How This AI Image Restoration Model Works
The document, titled “Towards real-world blind face restoration with a generative facial prerequisitepresents research showing a marked improvement in image regeneration using the Generative Facial Prior (GFP) model alone. But this particular model is assisted by Generative Adversarial Networks (GANs), so it is particularly good compared to other models. The PULSE modelfor example, does not use GFP and results tend to be low fidelity to the original image.
The GAN network is trained to generate images that produce accurate results. However, the addition of GFP provides feedback at different stages of the process to the generative model, helping to preserve identity and precise characteristics. This is why GFP-GAN has a reputation for making such faithful reproductions.
According Louis Boucharda Canadian AI/computer vision masters student who writes extensively on AI (although he is not the author of the study), GFP-GAN “will help their image restoration model to better match the features at each stage using this prior information from a powerful pre-trained StyleGAN-2 model known to create meaningful encodings and generate accurate images.This will help the model achieve realistic results while maintaining high fidelity .

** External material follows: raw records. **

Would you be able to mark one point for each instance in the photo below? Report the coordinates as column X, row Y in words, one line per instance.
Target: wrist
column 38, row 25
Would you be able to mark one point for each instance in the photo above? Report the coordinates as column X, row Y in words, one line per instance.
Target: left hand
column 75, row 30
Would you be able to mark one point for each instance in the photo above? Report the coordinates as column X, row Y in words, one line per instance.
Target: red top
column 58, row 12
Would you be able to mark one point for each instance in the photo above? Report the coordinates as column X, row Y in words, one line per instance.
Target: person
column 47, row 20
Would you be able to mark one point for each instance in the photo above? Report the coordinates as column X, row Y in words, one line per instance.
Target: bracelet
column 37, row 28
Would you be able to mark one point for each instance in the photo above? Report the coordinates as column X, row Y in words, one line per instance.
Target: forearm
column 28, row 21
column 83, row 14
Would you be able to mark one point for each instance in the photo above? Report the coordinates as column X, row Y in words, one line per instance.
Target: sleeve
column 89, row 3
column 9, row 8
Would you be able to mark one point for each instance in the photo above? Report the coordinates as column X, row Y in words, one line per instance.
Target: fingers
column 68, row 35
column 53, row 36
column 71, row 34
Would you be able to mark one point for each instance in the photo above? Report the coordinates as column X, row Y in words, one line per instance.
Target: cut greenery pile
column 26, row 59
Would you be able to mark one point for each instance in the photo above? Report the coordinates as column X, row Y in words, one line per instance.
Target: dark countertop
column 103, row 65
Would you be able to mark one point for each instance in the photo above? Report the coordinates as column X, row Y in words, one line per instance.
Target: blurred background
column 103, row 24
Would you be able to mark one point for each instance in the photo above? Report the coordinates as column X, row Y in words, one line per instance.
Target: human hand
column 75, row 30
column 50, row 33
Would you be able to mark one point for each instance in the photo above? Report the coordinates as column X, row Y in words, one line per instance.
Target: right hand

As Bouchard and the researchers note, however, there is a downside in that there may be a “slight identity shift” in the results. This is because to be 100% accurate, the model would need a lot of information about what the person looked like in real life. Unfortunately, this is not always possible when working on damaged or low resolution images.
Although it’s not perfect, we have to admit that GFP-GAN does a pretty decent job. And, considering that it can help restore family photos (and other important photos) for free, it’s definitely worth a shot.